Ambiguities in the C grammar 2- Type names a * b; In the scope of a typedef... a; declaration, this means Otherwise, this means Declare a variable b of type pointer to a. Compute a times b and throw result away. Must have two different terminals for type names and variable names. The lexer must classify identifiers into type names or variable names taking typedef declarations and block scopes into account.

Classic solution: the lexer hack. Ambiguities in the C grammar 2- Type names Semantic actions of the parser update a symbol table. The lexer consults this table to classify identifiers. Our approach: a pre-parser. The pre-parser keeps track of typedefs that are in scope, and adjusts the stream of tokens accordingly. In our implementation, the pre-parser is a full, non-verified C parser using the lexer hack. Lexer... ident... ident... Pre-parser... typename... varname... Parser

Ambiguities in the C grammar 3- Binding occurrences typedef double a; a a; First a is a type name, second a is a variable name in binding position, subsequent a s are variable names. Here, no other possible interpretation; but...
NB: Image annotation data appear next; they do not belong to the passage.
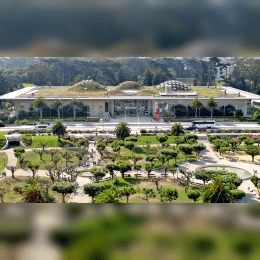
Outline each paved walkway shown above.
[69,141,100,203]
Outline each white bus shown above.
[192,120,215,129]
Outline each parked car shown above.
[34,125,52,130]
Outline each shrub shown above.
[0,136,6,148]
[7,117,16,124]
[17,110,29,121]
[22,134,32,146]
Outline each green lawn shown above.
[17,149,79,170]
[0,177,70,203]
[0,152,8,172]
[29,135,77,148]
[102,177,202,203]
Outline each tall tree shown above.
[209,57,221,86]
[119,187,136,203]
[70,98,79,121]
[160,187,178,203]
[27,162,40,179]
[6,166,17,178]
[52,99,62,120]
[202,176,230,203]
[190,98,203,118]
[187,190,201,203]
[206,97,217,118]
[143,67,153,86]
[33,97,47,121]
[52,182,75,203]
[62,150,73,167]
[117,161,132,178]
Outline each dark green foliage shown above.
[51,182,75,203]
[187,190,201,203]
[83,184,105,199]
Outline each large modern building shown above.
[0,87,253,118]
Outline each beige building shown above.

Ambiguities in the C grammar 3- Binding occurrences typedef double a; int f(int (a)); Could mean either: (in civilized Coq syntax) 1 f : forall (a: int), int 2 f : (a -> int) -> int Original ISO C99 standard leaves this ambiguity open. Technical Corrigendum 2 says interpretation #2 is correct. Again, we rely on the pre-parser for correct classification.

Conclusions Once more, the verified validator approach is a win: Reduced proof effort (2 500 lines versus Barthwal and Norrish s 20 000). Reusable with all known LR(1) constructions (from canonical to Pager s). Can also reuse existing, mature parser generator (e.g. Menhir and its excellent diagnostics).

Possible improvements Prove strong completeness, perhaps termination. Prove that the parser does not read more tokens than necessary. (Important for interactive applications, e.g. toplevel loops.) Speed up the pushdown interpreter by removing dynamic checks. ( much more dependent types?) Take precedences and associativity declarations into account.

Perspectives for CompCert A similar validation approach should work for the lexer as well. (Perhaps using Brozowski s derivatives.) Simplify the pre-parser by restricting typedef to global scope. (Very few C codes use local typedef.) The elaboration passes (between the parser and the input to the first Coq-proved pass) need work.